Betriebswirtschaftslehre
Vom EBIT hat sicher jeder schon einmal gehört. Doch was steckt genau hinter der so genannten EBIT-Marge, wie lässt sie sich richtig interpretieren und letztendlich auch beeinflussen. Eine Frage, die sich nicht nur Wirtschaftsstudierende stellen. Auch Manager müssen mit dieser Größe und einer Vielzahl anderer Kennzahlen täglich umgehen, sie interpretieren und mit ihrer Hilfe ein Unternehmen führen. Zwei Berliner Professoren beleuchten daher das Thema betriebswirtschaftliche Kennzahlen genauer und zeigen am Beispiel der EBIT-Marge in deutscher und englischer Sprache, wie speziell mit dieser Kennzahl im betrieblichen Alltag umzugehen ist.
Von Professor Dr. Hans-Ulrich Krause und Professor Dr. Dayanand Arora, Fachhochschule für Technik und Wirtschaft Berlin
Die Betriebswirtschaftslehre ist eine angewandte Wissenschaft. Sie zeichnet sich durch drei typische Aktionsfelder aus: "Beschreiben", "Erklären" und "Gestalten". Zur Bewältigung dieser Aufgaben ist im Laufe der Jahre ein umfassendes Instrumentarium entwickelt worden, zu dem auch der Einsatz von Kennzahlen zählt. Sie sollen wesentliche Sachverhalte des Unternehmens abbilden ("Beschreiben"), in komprimierter Form Aussagen über komplexe Zusammenhänge liefern ("Erklären") und gezielte unternehmerische Maßnahmen anregen ("Gestalten").
Die Verwendung von Kennzahlen als Instrument zur Führung von Unternehmen besitzt eine lange Tradition. Dennoch: Es ergibt sich im praktischen Einsatz immer wieder Innovationsbedarf. Dies ist Ergebnis des steten wirtschaftlichen, technischen, sozialen, politischen und ökologischen Wandels, aus dem Unternehmen bewusst eigene Wettbewerbsvorteile generieren möchten.

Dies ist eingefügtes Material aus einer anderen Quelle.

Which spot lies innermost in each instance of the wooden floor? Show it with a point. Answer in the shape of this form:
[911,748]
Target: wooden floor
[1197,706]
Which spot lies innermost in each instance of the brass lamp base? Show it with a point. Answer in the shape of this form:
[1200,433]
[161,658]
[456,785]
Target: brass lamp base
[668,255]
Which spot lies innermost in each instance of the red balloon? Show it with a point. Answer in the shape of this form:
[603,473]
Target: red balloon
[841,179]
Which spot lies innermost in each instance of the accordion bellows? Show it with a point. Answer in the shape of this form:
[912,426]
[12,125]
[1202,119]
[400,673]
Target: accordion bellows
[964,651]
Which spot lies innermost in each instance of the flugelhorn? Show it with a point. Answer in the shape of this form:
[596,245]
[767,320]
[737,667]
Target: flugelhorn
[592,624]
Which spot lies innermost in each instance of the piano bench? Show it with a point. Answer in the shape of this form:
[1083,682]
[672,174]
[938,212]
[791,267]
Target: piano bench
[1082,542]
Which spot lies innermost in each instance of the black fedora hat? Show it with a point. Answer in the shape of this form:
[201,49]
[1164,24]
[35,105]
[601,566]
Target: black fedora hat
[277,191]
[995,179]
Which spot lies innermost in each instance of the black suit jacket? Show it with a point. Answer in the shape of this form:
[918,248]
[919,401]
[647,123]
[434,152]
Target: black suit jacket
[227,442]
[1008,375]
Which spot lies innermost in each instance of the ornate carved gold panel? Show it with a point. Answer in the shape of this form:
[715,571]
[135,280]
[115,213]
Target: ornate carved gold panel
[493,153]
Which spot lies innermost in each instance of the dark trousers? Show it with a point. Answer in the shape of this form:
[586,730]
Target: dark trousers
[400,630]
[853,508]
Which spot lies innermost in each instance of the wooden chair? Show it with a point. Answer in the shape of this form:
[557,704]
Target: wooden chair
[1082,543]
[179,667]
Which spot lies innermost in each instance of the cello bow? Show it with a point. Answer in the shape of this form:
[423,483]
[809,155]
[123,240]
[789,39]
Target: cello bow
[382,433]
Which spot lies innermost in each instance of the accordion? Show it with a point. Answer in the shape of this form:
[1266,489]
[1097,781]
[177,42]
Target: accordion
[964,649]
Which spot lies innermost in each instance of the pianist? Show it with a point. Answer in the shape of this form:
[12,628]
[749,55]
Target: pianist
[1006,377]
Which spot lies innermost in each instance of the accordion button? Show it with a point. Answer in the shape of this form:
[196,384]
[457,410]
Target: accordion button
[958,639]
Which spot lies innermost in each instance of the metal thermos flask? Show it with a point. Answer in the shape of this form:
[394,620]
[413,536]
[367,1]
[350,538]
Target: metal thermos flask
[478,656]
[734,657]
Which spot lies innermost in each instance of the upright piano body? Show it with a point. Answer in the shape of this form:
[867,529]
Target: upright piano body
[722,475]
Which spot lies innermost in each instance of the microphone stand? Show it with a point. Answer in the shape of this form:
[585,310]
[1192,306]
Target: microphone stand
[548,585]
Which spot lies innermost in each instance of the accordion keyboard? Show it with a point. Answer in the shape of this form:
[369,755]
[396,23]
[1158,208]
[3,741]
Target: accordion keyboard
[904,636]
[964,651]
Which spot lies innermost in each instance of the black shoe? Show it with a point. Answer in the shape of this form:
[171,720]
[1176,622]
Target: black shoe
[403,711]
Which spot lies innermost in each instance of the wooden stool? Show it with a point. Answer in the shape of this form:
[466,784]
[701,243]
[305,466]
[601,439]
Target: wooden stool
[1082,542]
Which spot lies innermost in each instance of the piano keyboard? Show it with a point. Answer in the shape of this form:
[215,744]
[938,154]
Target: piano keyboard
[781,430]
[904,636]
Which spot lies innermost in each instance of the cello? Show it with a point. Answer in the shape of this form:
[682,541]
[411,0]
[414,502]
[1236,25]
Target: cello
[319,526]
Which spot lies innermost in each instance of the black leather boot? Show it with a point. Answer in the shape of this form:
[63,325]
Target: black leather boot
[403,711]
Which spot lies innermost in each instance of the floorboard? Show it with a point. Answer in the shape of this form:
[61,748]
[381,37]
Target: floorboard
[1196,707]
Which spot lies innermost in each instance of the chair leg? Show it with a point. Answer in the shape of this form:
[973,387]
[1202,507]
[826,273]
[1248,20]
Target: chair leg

Daher ist dauerhaft eine Nachfrage nach wirksamen Werkzeugen zur erfolgreichen Planung, Steuerung und Kontrolle von Unternehmen aller Größenklassen gegeben. Während über viele Jahrzehnte hinweg in Pyramidenform aufgebaute, durch finanzielle Größen geprägte Kennzahlensysteme dominierten, zum Beispiel in Anlehnung an das DuPont-System, gewinnt der Balanced-Scorecard-Ansatz in den letzten Jahren zunehmend an Bedeutung.
In ihm kann mit Hilfe von Ursache-Wirkungs-Ketten eine Verknüpfung von geeigneten finanziellen und nicht-finanziellen Kennzahlen erfolgen, sodass ein ausgewogeneres Controlling-System zum Beispiel mit einer
für das zielorientierte Management von Unternehmen entsteht.
Bei gleichzeitiger Dezentralisierung von Verantwortlichkeiten erweitert sich die Zahl der Führungskräfte erheblich, die die Kenngrößen nicht nur verstehen, sondern auch gezielt beeinflussen sollen. Dieses Anforderungsprofil erstreckt sich entsprechend nicht nur auf betriebswirtschaftlich Vorgebildete, sondern auch verstärkt auf Ingenieure, Naturwissenschaftler, Juristen und Geisteswissenschaftler, die in den Unternehmen im Laufe der Zeit in Management-Aufgaben hineingewachsen sind.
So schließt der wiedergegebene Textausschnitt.